California, especially the southern part of the state where most recent deals have taken place, has experienced a new group of regional banks that are playing an important role in their markets. This could lead to more consolidation as smaller banks try to compete, Siegman says.
Many publicly traded banks in California "are market leaders in their niches, sectors or local footprints," with larger institutions serving as "premier franchises," Julianna Balicka, an analyst at KBW, wrote in a note to clients earlier this year. Smaller banks "have a weaker growth and profitability outlook because of scale" but the "possibility of an M&A exit provides potential upside."
"There's a clear distinction between the haves and the have nots" in California, says Stephen Gordon (pictured), chairman and chief executive of Opus Bank in Irvine.
"The equity markets are rewarding those growing at healthy rates," Gordon says. "The highly valued institutions are looking at potential acquisitions and using their currency. That's starting to create an atmosphere of more deals."
The $4 billion-asset Opus, which bought two banks in 2011, is looking for potential acquisitions, Gordon says. Still, the company, which recently went public, has also been aggressively hiring talent and expanding into new business lines.
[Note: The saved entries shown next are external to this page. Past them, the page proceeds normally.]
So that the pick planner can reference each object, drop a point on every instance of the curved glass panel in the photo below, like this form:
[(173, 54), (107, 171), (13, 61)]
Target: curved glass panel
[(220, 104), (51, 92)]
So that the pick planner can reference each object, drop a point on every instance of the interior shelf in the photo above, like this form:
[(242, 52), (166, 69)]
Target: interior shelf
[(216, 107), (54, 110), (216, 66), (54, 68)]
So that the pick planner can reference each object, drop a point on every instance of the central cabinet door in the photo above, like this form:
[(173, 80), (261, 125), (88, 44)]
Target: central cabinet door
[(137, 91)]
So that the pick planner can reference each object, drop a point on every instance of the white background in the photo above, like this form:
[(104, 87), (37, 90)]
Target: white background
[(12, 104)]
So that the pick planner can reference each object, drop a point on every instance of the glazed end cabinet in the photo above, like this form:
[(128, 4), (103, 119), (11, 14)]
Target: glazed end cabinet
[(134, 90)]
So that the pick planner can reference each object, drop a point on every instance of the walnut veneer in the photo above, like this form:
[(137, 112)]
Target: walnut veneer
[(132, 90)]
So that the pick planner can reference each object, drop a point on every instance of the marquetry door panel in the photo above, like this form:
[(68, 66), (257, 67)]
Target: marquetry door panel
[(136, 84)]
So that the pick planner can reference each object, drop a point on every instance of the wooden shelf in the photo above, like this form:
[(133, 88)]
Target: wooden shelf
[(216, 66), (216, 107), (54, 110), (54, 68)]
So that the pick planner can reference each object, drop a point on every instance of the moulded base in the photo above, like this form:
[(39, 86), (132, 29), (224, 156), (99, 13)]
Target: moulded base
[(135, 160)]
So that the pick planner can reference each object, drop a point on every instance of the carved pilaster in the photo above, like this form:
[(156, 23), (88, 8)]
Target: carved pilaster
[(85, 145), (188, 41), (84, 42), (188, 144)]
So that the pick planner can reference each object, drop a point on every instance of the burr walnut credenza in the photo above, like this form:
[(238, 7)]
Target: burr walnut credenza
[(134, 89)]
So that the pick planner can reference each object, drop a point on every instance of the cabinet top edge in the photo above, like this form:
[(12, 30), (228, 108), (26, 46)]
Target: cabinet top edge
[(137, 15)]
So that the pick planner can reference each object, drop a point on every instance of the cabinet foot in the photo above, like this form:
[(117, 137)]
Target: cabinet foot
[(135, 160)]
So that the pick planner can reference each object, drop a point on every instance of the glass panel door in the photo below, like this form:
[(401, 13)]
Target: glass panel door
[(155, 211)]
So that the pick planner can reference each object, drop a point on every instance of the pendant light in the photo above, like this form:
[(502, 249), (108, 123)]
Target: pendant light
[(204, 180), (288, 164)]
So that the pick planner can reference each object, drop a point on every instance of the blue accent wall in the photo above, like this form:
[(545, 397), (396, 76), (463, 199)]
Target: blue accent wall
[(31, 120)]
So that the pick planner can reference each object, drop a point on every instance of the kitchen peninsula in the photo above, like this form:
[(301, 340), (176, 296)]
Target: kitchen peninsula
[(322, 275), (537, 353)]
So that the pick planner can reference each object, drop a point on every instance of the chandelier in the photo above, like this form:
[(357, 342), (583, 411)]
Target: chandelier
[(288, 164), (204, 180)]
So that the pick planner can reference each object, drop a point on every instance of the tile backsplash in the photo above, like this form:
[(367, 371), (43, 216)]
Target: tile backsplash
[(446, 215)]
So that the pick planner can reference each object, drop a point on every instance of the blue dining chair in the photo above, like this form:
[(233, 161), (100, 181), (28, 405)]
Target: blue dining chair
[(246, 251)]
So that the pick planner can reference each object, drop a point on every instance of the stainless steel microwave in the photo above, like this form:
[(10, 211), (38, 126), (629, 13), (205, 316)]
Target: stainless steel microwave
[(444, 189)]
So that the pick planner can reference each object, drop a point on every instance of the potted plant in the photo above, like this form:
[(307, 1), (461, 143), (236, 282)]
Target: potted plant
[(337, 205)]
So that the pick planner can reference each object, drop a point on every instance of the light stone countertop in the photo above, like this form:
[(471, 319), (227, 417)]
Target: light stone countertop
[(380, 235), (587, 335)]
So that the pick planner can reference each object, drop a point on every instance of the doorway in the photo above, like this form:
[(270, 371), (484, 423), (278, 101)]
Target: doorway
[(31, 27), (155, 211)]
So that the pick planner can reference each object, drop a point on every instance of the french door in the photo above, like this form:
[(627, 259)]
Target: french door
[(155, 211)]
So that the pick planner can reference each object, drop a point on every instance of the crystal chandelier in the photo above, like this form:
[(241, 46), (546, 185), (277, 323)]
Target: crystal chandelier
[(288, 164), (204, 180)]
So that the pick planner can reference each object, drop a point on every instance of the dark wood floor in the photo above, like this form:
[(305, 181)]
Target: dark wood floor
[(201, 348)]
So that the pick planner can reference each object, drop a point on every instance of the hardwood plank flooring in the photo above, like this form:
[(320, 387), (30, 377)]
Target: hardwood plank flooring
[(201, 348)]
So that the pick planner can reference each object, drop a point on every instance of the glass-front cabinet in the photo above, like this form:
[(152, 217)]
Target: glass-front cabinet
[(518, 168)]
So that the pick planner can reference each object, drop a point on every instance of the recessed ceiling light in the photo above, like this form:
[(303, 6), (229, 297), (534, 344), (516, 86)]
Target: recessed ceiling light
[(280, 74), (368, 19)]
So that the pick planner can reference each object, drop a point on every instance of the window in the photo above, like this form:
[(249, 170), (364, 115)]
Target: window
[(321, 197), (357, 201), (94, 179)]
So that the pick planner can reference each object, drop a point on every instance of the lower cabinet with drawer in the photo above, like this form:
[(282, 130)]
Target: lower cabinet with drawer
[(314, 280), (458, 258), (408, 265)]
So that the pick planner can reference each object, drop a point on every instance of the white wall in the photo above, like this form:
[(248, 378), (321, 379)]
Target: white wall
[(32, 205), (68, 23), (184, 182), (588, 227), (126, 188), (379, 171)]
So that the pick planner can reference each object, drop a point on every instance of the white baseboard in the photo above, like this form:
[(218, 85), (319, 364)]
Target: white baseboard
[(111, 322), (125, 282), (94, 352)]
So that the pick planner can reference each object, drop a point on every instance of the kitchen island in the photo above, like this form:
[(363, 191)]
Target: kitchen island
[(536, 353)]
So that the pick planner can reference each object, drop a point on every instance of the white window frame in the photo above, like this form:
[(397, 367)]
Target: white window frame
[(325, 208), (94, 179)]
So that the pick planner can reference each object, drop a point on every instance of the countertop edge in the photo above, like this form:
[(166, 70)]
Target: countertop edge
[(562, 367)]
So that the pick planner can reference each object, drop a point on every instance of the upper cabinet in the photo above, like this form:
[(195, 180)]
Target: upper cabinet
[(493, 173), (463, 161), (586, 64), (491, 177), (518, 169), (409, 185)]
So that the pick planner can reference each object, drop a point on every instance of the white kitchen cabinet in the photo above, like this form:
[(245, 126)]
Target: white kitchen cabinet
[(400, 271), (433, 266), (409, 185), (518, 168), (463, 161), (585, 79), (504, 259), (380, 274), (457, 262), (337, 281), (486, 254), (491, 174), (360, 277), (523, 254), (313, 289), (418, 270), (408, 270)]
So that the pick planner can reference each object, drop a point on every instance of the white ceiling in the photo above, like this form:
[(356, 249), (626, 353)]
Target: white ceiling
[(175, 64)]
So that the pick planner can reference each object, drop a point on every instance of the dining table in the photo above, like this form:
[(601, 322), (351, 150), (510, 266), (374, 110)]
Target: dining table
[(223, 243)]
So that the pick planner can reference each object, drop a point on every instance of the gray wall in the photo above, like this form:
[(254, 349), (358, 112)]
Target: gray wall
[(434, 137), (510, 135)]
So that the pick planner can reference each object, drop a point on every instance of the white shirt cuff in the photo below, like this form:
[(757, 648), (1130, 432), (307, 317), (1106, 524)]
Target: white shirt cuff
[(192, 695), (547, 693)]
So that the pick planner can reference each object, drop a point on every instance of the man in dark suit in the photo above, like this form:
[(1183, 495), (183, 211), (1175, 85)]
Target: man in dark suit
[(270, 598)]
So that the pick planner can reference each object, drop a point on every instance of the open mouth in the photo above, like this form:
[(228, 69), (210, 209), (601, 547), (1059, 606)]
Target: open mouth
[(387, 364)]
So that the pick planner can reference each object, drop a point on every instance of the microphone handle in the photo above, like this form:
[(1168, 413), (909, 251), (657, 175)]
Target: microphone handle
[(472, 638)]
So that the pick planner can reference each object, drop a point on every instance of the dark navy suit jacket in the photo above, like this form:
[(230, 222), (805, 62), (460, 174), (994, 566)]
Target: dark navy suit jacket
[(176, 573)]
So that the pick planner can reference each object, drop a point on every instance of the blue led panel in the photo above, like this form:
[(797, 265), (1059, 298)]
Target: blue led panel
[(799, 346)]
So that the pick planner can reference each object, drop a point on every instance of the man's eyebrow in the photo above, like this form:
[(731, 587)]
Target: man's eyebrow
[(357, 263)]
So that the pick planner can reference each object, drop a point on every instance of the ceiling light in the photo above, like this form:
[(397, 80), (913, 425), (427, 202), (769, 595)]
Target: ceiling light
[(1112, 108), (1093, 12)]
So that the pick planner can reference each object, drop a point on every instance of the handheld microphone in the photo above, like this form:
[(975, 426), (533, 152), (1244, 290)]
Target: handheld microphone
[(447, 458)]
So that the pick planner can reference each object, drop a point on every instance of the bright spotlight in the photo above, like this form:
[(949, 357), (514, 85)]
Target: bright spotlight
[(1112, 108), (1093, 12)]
As a result, it doesn't feel pressure to make a deal, he says.
A willingness on the part of past acquirers to take breaks from deals could stymie activity, causing the pace of M&A to slow, Sugarman says.
Banc of California, which bought three banks since 2012 and recently agreed to buy 20 branches from Popular (BPOP), will likely focus its near-term efforts on integration and building out its current operations, Sugarman says.
"I think there could be an adjusting phase," Sugarman says. "You have a number of acquirers who are consolidating and integrating their assets and the pace of M&A could be slowing down for a period."
Regardless of the overall pace of consolidation, smaller institutions are likely to be bought by other banks that are roughly their size or slightly larger, Sugarman and Gordon say.
It doesn't make sense for larger banks to go through the distraction of buying smaller institutions, Gordon says. "We need to be pretty disciplined" with acquisitions, he says.
"That means we don't look at the smallest institutions because it is the same amount of work as it is to look at larger deals," Gordon adds. "We don't want to be dependent on acquisitions because you never know what you will get."